Die mit 109'224 Unterschriften zu Stande gekommene Initiative will die Aus- und Durchfuhr von Kriegsmaterial - ausgenommen Geräte zur humanitären Entminung - verbieten. Unter das Verbot fielen auch Technologien, welche für die Entwicklung, die Herstellung oder den Gebrauch von Kriegsmaterial dienen können.
So soll verhindert werden, dass Schweizer Rüstungsfirmen das Ausfuhrverbot umgehen, indem sie Baupläne ins Ausland verkaufen oder in Lizenz produzieren lassen. Gemeint sind Maschinen, die ausschliesslich der Herstellung von Waffen dienen, militärische Simulatoren oder militärische Pilatus-Trainingsflugzeuge.
Sollte die Initiative angenommen werden, müsste der Bund während zehn Jahren inländische Regionen und Beschäftigte unterstützen, die vom Verbot betroffen wären. Die Umstellung der Rüstungsbetriebe auf zivile Produktion müsste vorangetrieben werden. Betroffen wären das Berner Oberland, Emmen (LU), Stans (NW) und Kreuzlingen (TG).

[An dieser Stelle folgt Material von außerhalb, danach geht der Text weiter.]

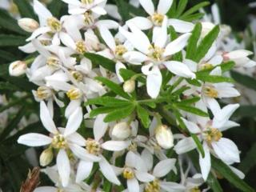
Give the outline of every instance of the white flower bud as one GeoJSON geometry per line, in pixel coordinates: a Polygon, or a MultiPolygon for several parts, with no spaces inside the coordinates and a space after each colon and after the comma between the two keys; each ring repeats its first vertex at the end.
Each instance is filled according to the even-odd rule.
{"type": "Polygon", "coordinates": [[[26,70],[26,63],[22,61],[16,61],[9,66],[9,74],[11,76],[20,76],[25,74],[26,70]]]}
{"type": "Polygon", "coordinates": [[[112,135],[118,139],[126,139],[131,134],[131,130],[127,122],[122,122],[116,124],[112,130],[112,135]]]}
{"type": "Polygon", "coordinates": [[[29,33],[33,33],[39,27],[39,24],[37,21],[28,18],[19,19],[18,24],[23,30],[29,33]]]}
{"type": "Polygon", "coordinates": [[[123,84],[123,90],[126,93],[132,93],[135,90],[135,81],[130,79],[123,84]]]}
{"type": "Polygon", "coordinates": [[[44,151],[42,152],[40,155],[40,165],[42,166],[48,166],[54,158],[54,152],[53,150],[49,147],[44,151]]]}
{"type": "Polygon", "coordinates": [[[166,150],[174,146],[174,135],[170,129],[164,125],[158,126],[155,130],[155,138],[158,145],[166,150]]]}

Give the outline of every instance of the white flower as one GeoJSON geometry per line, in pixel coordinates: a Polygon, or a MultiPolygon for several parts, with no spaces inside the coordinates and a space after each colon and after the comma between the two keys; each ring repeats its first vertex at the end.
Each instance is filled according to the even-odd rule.
{"type": "MultiPolygon", "coordinates": [[[[210,153],[212,151],[214,151],[214,155],[228,165],[240,162],[239,151],[237,146],[231,140],[222,138],[222,131],[238,126],[237,123],[230,121],[229,118],[238,107],[238,104],[230,104],[214,111],[213,120],[208,121],[206,124],[202,124],[200,122],[196,124],[182,118],[190,132],[199,134],[200,138],[203,141],[202,146],[205,157],[202,158],[202,154],[199,154],[199,164],[202,178],[205,180],[206,180],[210,170],[210,153]]],[[[176,153],[180,154],[192,150],[193,148],[189,146],[189,141],[191,142],[188,138],[183,138],[179,141],[177,143],[178,147],[174,147],[176,153]],[[181,142],[183,144],[182,145],[181,142]],[[183,149],[181,150],[181,147],[183,149]]],[[[194,144],[193,144],[193,146],[196,148],[194,144]]]]}
{"type": "Polygon", "coordinates": [[[131,33],[120,27],[119,31],[138,51],[128,51],[123,58],[134,65],[145,65],[142,71],[147,76],[146,88],[151,98],[157,98],[162,85],[161,67],[166,67],[170,72],[178,76],[194,78],[195,74],[187,66],[180,62],[168,61],[170,56],[181,51],[186,45],[190,34],[185,34],[168,43],[166,20],[160,31],[153,33],[152,44],[147,36],[132,22],[127,24],[131,33]]]}
{"type": "Polygon", "coordinates": [[[53,148],[58,150],[56,160],[58,170],[62,186],[67,186],[70,180],[70,164],[66,150],[74,150],[70,147],[70,145],[85,146],[86,144],[85,139],[76,133],[82,120],[82,108],[77,108],[70,116],[65,129],[57,128],[46,105],[44,102],[41,102],[40,118],[44,127],[51,135],[49,137],[41,134],[27,134],[22,135],[18,139],[18,142],[30,146],[50,145],[53,148]]]}
{"type": "MultiPolygon", "coordinates": [[[[154,30],[158,30],[172,6],[173,0],[160,0],[157,10],[154,9],[151,0],[139,0],[139,2],[150,17],[135,17],[129,20],[127,23],[132,22],[141,30],[149,30],[154,26],[154,30]]],[[[188,33],[194,28],[193,23],[179,19],[170,18],[167,22],[168,26],[172,26],[178,33],[188,33]]]]}
{"type": "Polygon", "coordinates": [[[11,76],[20,76],[26,73],[27,65],[25,62],[16,61],[10,64],[9,74],[11,76]]]}
{"type": "Polygon", "coordinates": [[[39,24],[37,21],[32,18],[23,18],[18,21],[18,26],[24,30],[33,33],[39,27],[39,24]]]}

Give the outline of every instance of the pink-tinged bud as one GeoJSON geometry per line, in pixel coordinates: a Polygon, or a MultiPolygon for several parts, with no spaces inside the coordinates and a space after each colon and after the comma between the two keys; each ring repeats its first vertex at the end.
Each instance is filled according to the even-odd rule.
{"type": "Polygon", "coordinates": [[[20,76],[26,73],[27,65],[25,62],[16,61],[9,66],[9,74],[11,76],[20,76]]]}
{"type": "Polygon", "coordinates": [[[29,33],[33,33],[39,27],[39,24],[37,21],[28,18],[19,19],[18,24],[23,30],[29,33]]]}

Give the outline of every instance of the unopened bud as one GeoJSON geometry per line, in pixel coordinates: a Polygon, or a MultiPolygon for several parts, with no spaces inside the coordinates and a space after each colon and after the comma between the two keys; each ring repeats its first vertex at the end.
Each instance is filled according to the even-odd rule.
{"type": "Polygon", "coordinates": [[[155,138],[158,144],[163,149],[168,150],[174,146],[174,135],[170,129],[164,125],[156,128],[155,138]]]}
{"type": "Polygon", "coordinates": [[[130,79],[123,84],[123,90],[126,93],[132,93],[135,90],[135,81],[130,79]]]}
{"type": "Polygon", "coordinates": [[[54,158],[54,152],[53,150],[49,147],[44,151],[40,155],[40,165],[42,166],[48,166],[54,158]]]}
{"type": "Polygon", "coordinates": [[[19,19],[18,24],[23,30],[29,33],[33,33],[39,27],[39,24],[37,21],[28,18],[19,19]]]}
{"type": "Polygon", "coordinates": [[[131,130],[127,122],[119,122],[116,124],[112,130],[112,135],[118,139],[126,139],[130,137],[131,130]]]}
{"type": "Polygon", "coordinates": [[[26,70],[26,63],[22,61],[16,61],[9,66],[9,74],[11,76],[20,76],[25,74],[26,70]]]}

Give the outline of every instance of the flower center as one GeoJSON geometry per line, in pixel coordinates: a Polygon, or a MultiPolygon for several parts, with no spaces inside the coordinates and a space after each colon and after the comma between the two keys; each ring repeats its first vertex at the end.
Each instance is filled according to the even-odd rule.
{"type": "Polygon", "coordinates": [[[150,48],[150,54],[148,56],[154,60],[156,60],[158,62],[161,61],[162,59],[162,55],[164,53],[164,49],[157,46],[151,46],[150,48]]]}
{"type": "Polygon", "coordinates": [[[190,189],[190,192],[201,192],[201,190],[198,186],[196,186],[196,187],[194,187],[193,189],[190,189]]]}
{"type": "Polygon", "coordinates": [[[203,93],[210,98],[218,98],[218,90],[212,86],[206,86],[203,88],[203,93]]]}
{"type": "Polygon", "coordinates": [[[89,154],[99,154],[101,151],[101,146],[95,140],[89,139],[86,141],[86,150],[89,154]]]}
{"type": "Polygon", "coordinates": [[[37,96],[40,99],[47,99],[52,95],[52,91],[47,86],[39,86],[37,90],[37,96]]]}
{"type": "Polygon", "coordinates": [[[86,46],[85,42],[78,41],[78,42],[76,42],[75,45],[76,45],[76,50],[79,54],[82,54],[86,52],[87,49],[86,49],[86,46]]]}
{"type": "Polygon", "coordinates": [[[119,57],[122,57],[126,52],[127,49],[123,45],[117,46],[114,50],[114,54],[119,57]]]}
{"type": "Polygon", "coordinates": [[[222,138],[222,134],[216,128],[209,128],[206,132],[206,139],[208,142],[218,142],[222,138]]]}
{"type": "Polygon", "coordinates": [[[82,92],[79,89],[74,87],[66,92],[66,95],[70,100],[76,100],[82,97],[82,92]]]}
{"type": "Polygon", "coordinates": [[[133,179],[134,178],[134,170],[130,167],[125,168],[122,172],[122,177],[126,179],[133,179]]]}
{"type": "Polygon", "coordinates": [[[151,16],[151,21],[155,26],[162,26],[165,16],[161,14],[154,13],[151,16]]]}
{"type": "Polygon", "coordinates": [[[79,71],[73,70],[71,71],[71,74],[74,78],[74,79],[77,80],[78,82],[82,82],[83,79],[83,75],[79,71]]]}
{"type": "Polygon", "coordinates": [[[62,23],[54,17],[47,18],[47,26],[53,32],[58,32],[62,30],[62,23]]]}
{"type": "Polygon", "coordinates": [[[159,181],[155,179],[146,184],[144,192],[160,192],[159,181]]]}
{"type": "Polygon", "coordinates": [[[66,141],[62,134],[55,134],[51,145],[55,149],[66,149],[67,146],[66,141]]]}
{"type": "Polygon", "coordinates": [[[58,58],[52,56],[47,58],[46,64],[50,67],[58,70],[59,68],[59,66],[61,65],[61,62],[58,58]]]}
{"type": "Polygon", "coordinates": [[[94,0],[81,0],[83,4],[89,5],[94,2],[94,0]]]}
{"type": "Polygon", "coordinates": [[[94,16],[90,11],[86,11],[84,14],[84,22],[86,26],[90,26],[94,22],[94,16]]]}

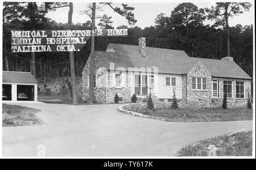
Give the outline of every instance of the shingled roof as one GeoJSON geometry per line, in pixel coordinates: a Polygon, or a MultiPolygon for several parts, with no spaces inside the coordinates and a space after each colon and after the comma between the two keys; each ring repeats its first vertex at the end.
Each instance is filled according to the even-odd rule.
{"type": "Polygon", "coordinates": [[[213,76],[251,79],[234,62],[189,57],[184,51],[146,47],[146,59],[138,52],[138,46],[109,44],[106,52],[95,51],[100,63],[109,69],[110,63],[115,69],[129,67],[158,67],[159,73],[185,74],[201,61],[213,76]]]}
{"type": "Polygon", "coordinates": [[[37,83],[38,81],[30,72],[3,71],[3,83],[37,83]]]}

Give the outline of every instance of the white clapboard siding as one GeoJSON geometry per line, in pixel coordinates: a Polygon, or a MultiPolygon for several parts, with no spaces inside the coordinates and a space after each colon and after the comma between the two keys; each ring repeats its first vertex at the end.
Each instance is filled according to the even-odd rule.
{"type": "Polygon", "coordinates": [[[155,96],[159,99],[172,99],[174,87],[175,87],[176,98],[182,98],[182,76],[181,75],[159,74],[158,76],[154,78],[154,83],[156,88],[155,89],[155,96]],[[166,85],[166,77],[170,78],[170,86],[166,85]],[[171,86],[172,77],[176,78],[175,86],[171,86]]]}

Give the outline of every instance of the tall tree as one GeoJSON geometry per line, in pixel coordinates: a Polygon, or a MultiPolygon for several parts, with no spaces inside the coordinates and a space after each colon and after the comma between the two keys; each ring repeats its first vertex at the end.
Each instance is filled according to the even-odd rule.
{"type": "MultiPolygon", "coordinates": [[[[100,23],[98,24],[98,26],[105,29],[113,28],[113,27],[112,25],[113,21],[111,20],[112,18],[112,16],[108,16],[106,14],[103,15],[103,16],[100,20],[100,23]]],[[[108,47],[108,36],[106,36],[106,46],[108,47]]]]}
{"type": "MultiPolygon", "coordinates": [[[[72,27],[73,3],[69,2],[69,11],[68,11],[68,25],[69,29],[72,27]]],[[[75,73],[74,52],[69,52],[71,82],[72,84],[73,104],[77,104],[77,95],[76,87],[76,75],[75,73]]]]}
{"type": "Polygon", "coordinates": [[[186,27],[187,37],[188,36],[189,26],[202,24],[205,19],[204,10],[199,9],[192,3],[180,3],[174,8],[171,15],[171,20],[174,25],[182,25],[186,27]]]}
{"type": "MultiPolygon", "coordinates": [[[[17,2],[3,2],[3,30],[7,31],[5,28],[5,22],[11,22],[14,21],[16,22],[19,19],[22,18],[21,12],[23,10],[23,7],[19,5],[17,2]]],[[[17,25],[15,24],[16,28],[17,25]]],[[[8,32],[10,30],[8,30],[8,32]]],[[[9,71],[9,66],[8,63],[8,56],[6,52],[6,40],[5,39],[6,31],[3,31],[3,44],[4,46],[5,60],[5,65],[7,71],[9,71]]]]}
{"type": "Polygon", "coordinates": [[[243,11],[249,11],[251,6],[251,4],[249,2],[217,2],[216,6],[205,8],[208,19],[216,20],[216,26],[226,28],[227,56],[230,56],[229,19],[243,11]]]}
{"type": "MultiPolygon", "coordinates": [[[[22,15],[28,19],[28,24],[30,29],[35,29],[38,28],[37,24],[39,22],[46,22],[49,19],[45,15],[48,11],[48,6],[50,3],[46,3],[46,10],[38,10],[38,3],[36,2],[28,2],[26,7],[23,11],[22,15]]],[[[34,75],[36,76],[36,66],[35,66],[35,53],[31,52],[31,61],[30,63],[30,71],[34,75]]]]}
{"type": "Polygon", "coordinates": [[[112,25],[113,21],[111,20],[112,19],[112,16],[108,16],[106,14],[104,14],[100,19],[100,23],[98,24],[98,26],[106,29],[113,28],[112,25]]]}
{"type": "MultiPolygon", "coordinates": [[[[95,29],[95,11],[96,8],[96,3],[93,2],[92,6],[92,32],[93,32],[95,29]]],[[[89,102],[90,104],[93,103],[94,98],[94,87],[93,78],[94,76],[94,41],[95,37],[92,33],[91,36],[90,45],[90,75],[89,75],[89,102]]]]}
{"type": "MultiPolygon", "coordinates": [[[[134,10],[134,7],[129,6],[126,4],[122,4],[122,8],[118,7],[114,7],[113,6],[112,3],[105,3],[102,2],[100,3],[101,4],[106,5],[108,6],[109,6],[111,8],[112,8],[114,12],[117,12],[118,14],[121,15],[122,16],[124,16],[126,18],[127,20],[128,21],[128,23],[129,25],[133,25],[134,24],[137,20],[135,19],[134,18],[134,14],[133,14],[131,11],[133,11],[134,10]]],[[[93,3],[93,7],[91,8],[92,11],[92,15],[89,15],[89,16],[91,16],[92,18],[92,30],[94,30],[94,27],[95,27],[95,18],[96,18],[96,3],[93,3]],[[94,22],[94,23],[93,23],[94,22]]],[[[89,10],[85,10],[84,13],[85,14],[90,14],[90,9],[89,10]]],[[[93,76],[94,76],[94,62],[95,60],[95,56],[94,56],[94,37],[93,36],[92,36],[91,37],[91,54],[90,54],[90,62],[91,64],[90,65],[90,75],[89,75],[89,102],[90,104],[93,103],[93,76]],[[93,65],[92,65],[93,63],[93,65]]]]}

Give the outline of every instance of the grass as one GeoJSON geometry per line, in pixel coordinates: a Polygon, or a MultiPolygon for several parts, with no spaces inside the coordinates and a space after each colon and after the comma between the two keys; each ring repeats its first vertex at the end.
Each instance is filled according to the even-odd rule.
{"type": "Polygon", "coordinates": [[[166,121],[171,122],[208,122],[253,120],[253,109],[183,109],[170,108],[133,109],[135,112],[150,116],[164,117],[166,121]]]}
{"type": "MultiPolygon", "coordinates": [[[[46,103],[72,104],[73,103],[73,98],[71,97],[70,94],[65,95],[65,102],[63,101],[63,95],[61,94],[49,94],[48,95],[39,94],[38,99],[38,101],[46,103]]],[[[79,104],[83,104],[81,94],[77,95],[77,101],[79,104]]]]}
{"type": "Polygon", "coordinates": [[[3,104],[2,109],[3,126],[14,126],[15,121],[32,121],[36,124],[42,122],[35,116],[40,110],[6,104],[3,104]]]}
{"type": "Polygon", "coordinates": [[[217,156],[251,156],[253,131],[238,133],[230,137],[224,135],[197,142],[181,148],[176,156],[207,156],[210,144],[217,148],[215,155],[217,156]]]}

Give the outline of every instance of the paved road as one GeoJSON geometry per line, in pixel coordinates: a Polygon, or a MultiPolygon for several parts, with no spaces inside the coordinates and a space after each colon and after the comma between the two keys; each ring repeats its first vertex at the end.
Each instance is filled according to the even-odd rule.
{"type": "Polygon", "coordinates": [[[117,104],[19,104],[42,110],[36,116],[45,124],[4,127],[5,156],[36,156],[40,144],[46,156],[168,156],[191,142],[253,129],[251,121],[179,123],[137,117],[119,113],[117,104]]]}

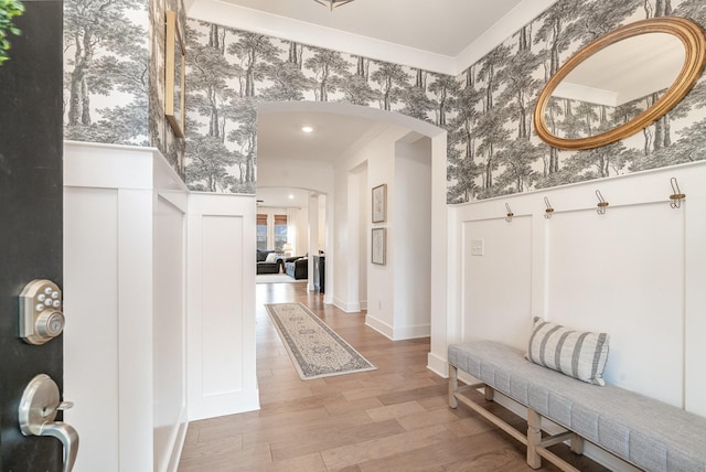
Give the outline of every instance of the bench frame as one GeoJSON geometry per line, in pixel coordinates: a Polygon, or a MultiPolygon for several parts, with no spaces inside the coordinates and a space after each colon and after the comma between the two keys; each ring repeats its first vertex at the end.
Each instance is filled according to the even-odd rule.
{"type": "Polygon", "coordinates": [[[584,438],[575,433],[574,431],[566,431],[559,435],[542,436],[542,415],[527,407],[527,433],[523,435],[521,431],[509,425],[500,417],[493,415],[466,395],[463,391],[477,390],[483,388],[485,393],[485,400],[493,401],[495,389],[488,384],[478,383],[471,385],[464,385],[459,387],[458,367],[449,364],[449,407],[458,408],[459,401],[478,412],[480,416],[512,436],[517,441],[527,447],[527,464],[532,469],[539,469],[542,466],[542,458],[552,462],[559,469],[566,472],[580,472],[578,469],[566,462],[564,459],[549,451],[547,448],[559,442],[569,441],[571,451],[577,454],[584,453],[584,438]]]}

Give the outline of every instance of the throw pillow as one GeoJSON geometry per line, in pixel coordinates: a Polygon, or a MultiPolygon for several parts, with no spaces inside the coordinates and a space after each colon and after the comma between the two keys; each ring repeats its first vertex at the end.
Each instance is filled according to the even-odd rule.
{"type": "Polygon", "coordinates": [[[560,324],[534,319],[527,361],[593,385],[606,385],[607,333],[574,331],[560,324]]]}

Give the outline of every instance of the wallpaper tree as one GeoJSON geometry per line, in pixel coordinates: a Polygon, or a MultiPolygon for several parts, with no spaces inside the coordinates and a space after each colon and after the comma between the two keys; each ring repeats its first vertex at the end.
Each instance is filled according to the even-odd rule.
{"type": "MultiPolygon", "coordinates": [[[[706,141],[706,86],[700,81],[672,111],[642,133],[587,151],[542,143],[531,122],[537,95],[580,47],[637,20],[683,15],[706,22],[698,0],[559,0],[495,47],[460,77],[463,88],[453,121],[460,152],[449,153],[449,203],[561,185],[703,159],[693,142],[706,141]],[[695,120],[700,120],[696,121],[695,120]],[[693,124],[685,127],[684,124],[693,124]],[[640,138],[642,142],[640,143],[640,138]]],[[[546,122],[555,136],[603,132],[640,114],[662,92],[610,107],[553,99],[546,122]]]]}
{"type": "Polygon", "coordinates": [[[450,76],[307,46],[216,24],[188,28],[186,182],[255,193],[257,107],[339,101],[445,126],[459,84],[450,76]]]}
{"type": "Polygon", "coordinates": [[[129,19],[139,0],[71,0],[64,4],[65,137],[147,146],[147,30],[129,19]],[[128,100],[95,108],[92,99],[128,100]]]}
{"type": "MultiPolygon", "coordinates": [[[[176,3],[65,2],[67,139],[157,146],[181,172],[184,142],[164,127],[161,101],[161,21],[163,9],[178,9],[176,3]]],[[[609,147],[560,151],[534,133],[539,90],[568,57],[621,24],[664,15],[706,25],[706,3],[559,0],[458,77],[189,20],[186,183],[207,192],[254,193],[257,108],[282,100],[370,106],[443,128],[450,203],[704,159],[703,79],[663,118],[609,147]]],[[[659,97],[612,107],[552,100],[546,121],[554,135],[600,132],[659,97]]]]}

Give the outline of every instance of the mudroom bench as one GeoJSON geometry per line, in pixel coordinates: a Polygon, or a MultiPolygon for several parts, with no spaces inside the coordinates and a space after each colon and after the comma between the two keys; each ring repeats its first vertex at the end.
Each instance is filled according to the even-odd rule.
{"type": "Polygon", "coordinates": [[[569,441],[580,454],[587,440],[646,471],[706,471],[706,418],[623,388],[577,380],[496,342],[449,346],[449,406],[457,408],[458,401],[526,444],[533,469],[545,458],[564,471],[578,471],[547,448],[569,441]],[[459,369],[481,383],[459,387],[459,369]],[[481,387],[488,400],[500,391],[527,408],[526,435],[462,394],[481,387]],[[567,431],[543,437],[543,418],[567,431]]]}

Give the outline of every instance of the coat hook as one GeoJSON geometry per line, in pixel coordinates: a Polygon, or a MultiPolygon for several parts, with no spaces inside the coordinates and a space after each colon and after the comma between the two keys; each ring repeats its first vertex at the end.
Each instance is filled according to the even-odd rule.
{"type": "Polygon", "coordinates": [[[682,206],[682,200],[686,199],[686,195],[684,195],[680,190],[680,184],[676,182],[676,178],[672,178],[670,182],[672,183],[672,192],[674,192],[670,195],[670,200],[672,201],[670,206],[672,208],[678,208],[682,206]]]}
{"type": "Polygon", "coordinates": [[[544,197],[544,204],[547,205],[547,210],[544,211],[544,217],[549,219],[552,217],[552,213],[554,213],[554,208],[549,203],[549,199],[547,199],[546,196],[544,197]]]}
{"type": "Polygon", "coordinates": [[[606,206],[608,206],[608,202],[606,202],[606,199],[603,199],[603,195],[600,193],[600,190],[596,191],[596,196],[598,197],[598,210],[596,210],[596,213],[598,213],[599,215],[605,215],[606,206]]]}

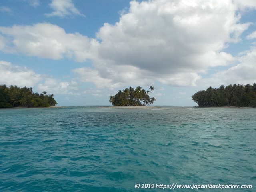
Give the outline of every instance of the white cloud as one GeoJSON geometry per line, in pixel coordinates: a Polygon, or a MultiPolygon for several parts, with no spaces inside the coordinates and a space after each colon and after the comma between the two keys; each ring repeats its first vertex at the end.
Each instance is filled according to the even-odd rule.
{"type": "Polygon", "coordinates": [[[53,59],[66,57],[85,61],[92,58],[98,44],[78,33],[67,34],[63,28],[48,23],[0,27],[1,33],[0,50],[53,59]]]}
{"type": "Polygon", "coordinates": [[[76,8],[72,0],[52,0],[50,6],[54,11],[51,13],[45,14],[48,16],[64,18],[72,15],[85,16],[76,8]]]}
{"type": "Polygon", "coordinates": [[[26,67],[0,61],[0,84],[31,87],[42,79],[41,76],[26,67]]]}
{"type": "Polygon", "coordinates": [[[238,6],[242,9],[245,8],[256,8],[256,2],[254,0],[233,0],[238,6]]]}
{"type": "Polygon", "coordinates": [[[239,41],[250,24],[239,23],[231,1],[130,3],[118,22],[100,28],[98,57],[109,68],[131,66],[144,76],[150,74],[151,79],[172,85],[194,86],[198,73],[230,64],[234,58],[222,50],[227,43],[239,41]]]}
{"type": "Polygon", "coordinates": [[[77,83],[74,81],[63,82],[57,79],[47,77],[43,83],[38,84],[38,89],[41,92],[45,91],[54,94],[77,95],[78,88],[77,83]]]}
{"type": "MultiPolygon", "coordinates": [[[[91,60],[91,68],[73,72],[79,81],[99,88],[113,89],[138,82],[148,86],[155,81],[195,86],[202,79],[200,73],[237,59],[223,50],[240,41],[251,24],[240,22],[239,9],[254,7],[252,1],[132,1],[118,22],[104,24],[97,39],[67,34],[48,23],[2,27],[0,50],[53,59],[91,60]]],[[[54,0],[51,6],[54,11],[49,16],[81,14],[71,0],[54,0]]]]}
{"type": "Polygon", "coordinates": [[[209,86],[234,83],[252,84],[256,82],[256,47],[252,47],[245,54],[238,58],[237,60],[238,64],[226,70],[213,74],[210,78],[202,79],[198,84],[209,86]]]}

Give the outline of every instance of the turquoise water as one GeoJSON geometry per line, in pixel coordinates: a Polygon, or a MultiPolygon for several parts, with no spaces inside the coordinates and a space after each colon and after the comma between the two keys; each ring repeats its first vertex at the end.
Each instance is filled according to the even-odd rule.
{"type": "Polygon", "coordinates": [[[255,109],[2,109],[0,191],[255,192],[256,136],[255,109]]]}

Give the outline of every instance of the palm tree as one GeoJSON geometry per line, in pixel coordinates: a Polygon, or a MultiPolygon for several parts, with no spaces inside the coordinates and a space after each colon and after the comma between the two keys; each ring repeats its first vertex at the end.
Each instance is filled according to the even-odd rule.
{"type": "Polygon", "coordinates": [[[152,91],[152,90],[154,90],[154,86],[151,86],[149,87],[148,88],[150,90],[150,92],[149,92],[149,94],[148,94],[148,96],[149,96],[149,95],[150,94],[150,93],[151,92],[151,91],[152,91]]]}

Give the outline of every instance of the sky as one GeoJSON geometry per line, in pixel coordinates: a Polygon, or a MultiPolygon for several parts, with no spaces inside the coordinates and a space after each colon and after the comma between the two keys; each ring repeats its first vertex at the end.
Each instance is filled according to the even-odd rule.
{"type": "Polygon", "coordinates": [[[255,0],[0,0],[0,84],[58,105],[153,86],[154,106],[196,106],[256,74],[255,0]]]}

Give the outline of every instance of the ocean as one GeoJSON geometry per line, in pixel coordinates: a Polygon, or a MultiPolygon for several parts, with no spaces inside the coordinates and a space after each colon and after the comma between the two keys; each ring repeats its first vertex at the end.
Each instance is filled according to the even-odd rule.
{"type": "Polygon", "coordinates": [[[253,108],[1,109],[0,191],[255,192],[256,138],[253,108]]]}

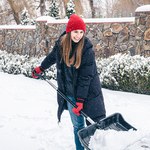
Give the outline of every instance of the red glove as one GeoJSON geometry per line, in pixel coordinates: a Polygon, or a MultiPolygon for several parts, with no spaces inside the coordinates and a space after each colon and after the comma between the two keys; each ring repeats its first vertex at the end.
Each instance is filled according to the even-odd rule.
{"type": "Polygon", "coordinates": [[[34,70],[32,71],[32,77],[37,79],[38,76],[36,76],[35,74],[41,74],[43,71],[44,69],[41,66],[34,68],[34,70]]]}
{"type": "Polygon", "coordinates": [[[76,114],[77,116],[80,116],[80,111],[83,109],[83,102],[84,100],[83,99],[77,99],[77,102],[76,102],[76,106],[77,108],[73,108],[72,111],[74,114],[76,114]]]}

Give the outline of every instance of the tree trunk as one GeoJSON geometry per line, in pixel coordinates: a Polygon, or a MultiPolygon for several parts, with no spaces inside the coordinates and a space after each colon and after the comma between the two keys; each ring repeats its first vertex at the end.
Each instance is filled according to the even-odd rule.
{"type": "Polygon", "coordinates": [[[15,2],[13,0],[7,0],[9,5],[10,5],[10,8],[12,9],[12,12],[13,12],[13,16],[14,16],[14,19],[16,21],[17,24],[20,24],[20,19],[19,19],[19,13],[18,13],[18,9],[16,8],[16,5],[15,5],[15,2]]]}

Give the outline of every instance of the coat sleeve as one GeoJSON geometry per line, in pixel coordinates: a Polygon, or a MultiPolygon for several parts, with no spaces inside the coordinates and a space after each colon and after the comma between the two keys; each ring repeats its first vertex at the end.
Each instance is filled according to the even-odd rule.
{"type": "Polygon", "coordinates": [[[95,63],[95,54],[92,49],[87,50],[85,55],[82,56],[81,66],[78,70],[77,77],[77,92],[76,97],[86,99],[88,96],[88,91],[92,78],[95,75],[96,63],[95,63]]]}
{"type": "Polygon", "coordinates": [[[52,51],[47,55],[47,57],[42,61],[41,67],[45,70],[56,63],[56,55],[58,50],[58,42],[55,43],[52,51]]]}

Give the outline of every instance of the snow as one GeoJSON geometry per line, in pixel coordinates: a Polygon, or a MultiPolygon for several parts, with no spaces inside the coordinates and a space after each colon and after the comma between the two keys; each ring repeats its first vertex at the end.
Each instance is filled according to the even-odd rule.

Der Bundesrat stimmt laut EVD mit den Initianten überein, dass die Rüstungsausfuhrpolitik die zentralen Ziele der schweizerischen Aussenpolitik zu berücksichtigen hat. Doch müsse der Bund auch den Interessen der Landesverteidigung und den wirtschaftlichen Aspekten Rechnung tragen.
Der Bundesrat ist der Ansicht, dass das 1997 revidierte Kriegsmaterialgesetz sowie das Güterkontrollgesetz diesen teilweise divergierenden Interessen in ausgewogener Art und Weise Rechnung tragen. Dagegen sollen die Bewilligungskriterien für die Ausfuhrgesuche für Kriegsmaterial präzisiert werden.
Eine solche Präzisierung soll umstrittene Exporte verhindern helfen. Mit der Neufassung der Bewilligungskriterien folgt der Bundesrat Empfehlungen der Geschäftsprüfungskommission (GPK) des Nationalrates. Das EVD wurde beauftragt, dem Bundesrat einen Entwurf in deren Sinn vorzulegen.